“It is not calling it buy but when you sell that makes the difference to your profit”.
Hence I consistently advise my investors to be sure they have gone through their financial plans thoroughly as they will be entering into a 4-year commitment – after taking into consideration the 4-year Seller’s Stamp Duty (SSD) that they will have to pay if they sell their property before four years.
Once they have determined the amount of finances they are willing to outlay, they will set themselves at a gift by entering the property market and generating passive income from rental yields rather than putting their cash in the bank. Based on the current market, jade scape I would advise they keep a lookout virtually any good investment property where prices have dropped more than 10% rather than putting it in a fixed deposit which pays three.5% and does not hedge against inflation which currently stands at suggestions.7%.
In this aspect, my investors and I use the same page – we prefer to take advantage of the current low rate and put our make the most property assets to generate a positive cash flow via rental income.
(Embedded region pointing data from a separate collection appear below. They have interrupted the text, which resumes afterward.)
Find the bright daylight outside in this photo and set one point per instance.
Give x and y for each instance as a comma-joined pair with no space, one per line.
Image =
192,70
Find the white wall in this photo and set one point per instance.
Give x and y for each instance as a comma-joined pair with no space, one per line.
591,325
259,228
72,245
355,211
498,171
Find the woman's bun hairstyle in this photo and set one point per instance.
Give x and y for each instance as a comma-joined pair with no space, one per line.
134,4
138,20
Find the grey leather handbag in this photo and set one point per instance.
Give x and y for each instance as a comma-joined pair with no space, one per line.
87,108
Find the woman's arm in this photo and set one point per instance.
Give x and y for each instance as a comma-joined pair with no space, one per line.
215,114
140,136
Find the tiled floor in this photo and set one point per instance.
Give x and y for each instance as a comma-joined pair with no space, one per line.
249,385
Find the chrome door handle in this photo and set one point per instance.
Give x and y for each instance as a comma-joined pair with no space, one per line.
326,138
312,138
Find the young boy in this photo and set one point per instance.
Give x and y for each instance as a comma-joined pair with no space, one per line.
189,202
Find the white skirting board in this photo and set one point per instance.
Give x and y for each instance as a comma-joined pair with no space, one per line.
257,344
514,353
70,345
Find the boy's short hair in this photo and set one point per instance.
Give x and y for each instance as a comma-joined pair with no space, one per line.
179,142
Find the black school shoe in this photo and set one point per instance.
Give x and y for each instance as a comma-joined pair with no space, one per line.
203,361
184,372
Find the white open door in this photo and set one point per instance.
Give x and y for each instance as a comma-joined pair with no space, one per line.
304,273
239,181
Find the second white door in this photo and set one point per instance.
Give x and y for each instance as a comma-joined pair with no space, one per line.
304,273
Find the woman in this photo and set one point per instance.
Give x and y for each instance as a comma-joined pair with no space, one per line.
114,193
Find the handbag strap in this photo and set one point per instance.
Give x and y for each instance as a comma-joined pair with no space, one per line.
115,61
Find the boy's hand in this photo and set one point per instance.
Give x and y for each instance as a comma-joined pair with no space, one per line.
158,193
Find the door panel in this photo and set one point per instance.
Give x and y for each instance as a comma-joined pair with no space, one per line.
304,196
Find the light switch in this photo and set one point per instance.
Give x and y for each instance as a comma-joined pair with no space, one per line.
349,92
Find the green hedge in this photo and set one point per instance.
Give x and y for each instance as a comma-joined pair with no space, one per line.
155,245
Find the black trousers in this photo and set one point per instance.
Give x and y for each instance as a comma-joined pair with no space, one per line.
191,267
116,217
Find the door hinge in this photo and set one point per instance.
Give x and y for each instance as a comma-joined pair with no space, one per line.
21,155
I myself have personally seen some properties generating positive monthly cash flow of up to $1500 after off-setting mortgage costs. This equates with regard to an annual passive income up to $18 000 per annum which easily beats returns from fixed deposits and also outperforms dividend returns from stocks.
Even though prices of private properties have continued to elevate despite the economic uncertainty, we can easily see that the effect of the cooling measures have can lead to a slower rise in prices as compared to 2010.
Currently, we observe that although property prices are holding up, sales are starting to stagnate. I am going to attribute this towards following 2 reasons:
1) Many owners’ unwillingness to sell at less expensive costs and buyers’ unwillingness to commit to a higher value tag.
2) Existing demand unaltered data exceeding supply due to owners finding yourself in no hurry to sell, consequently leading to a improve prices.
I would advise investors to view their Singapore property assets as long-term investments. Will need to not be excessively alarmed by a slowdown in the property market as their assets will consistently benefit in the long term and increase in value because of the following:
a) Good governance in Singapore
b) Land scarcity in Singapore, and,
c) Inflation which will set and upward pressure on prices
For buyers who would like invest consist of types of properties in addition to the residential segment (such as New Launches & Resales), they likewise consider throughout shophouses which likewise assist generate passive income; are usually not prone to the recent government cooling measures a lot 16% SSD and 40% downpayment required on homes.
I cannot help but stress the significance of having ‘holding power’. You shouldn’t ever be instructed to sell your house (and make a loss) even during a downturn. Always remember that the property market moves in a cyclical pattern and you should sell only during an uptrend.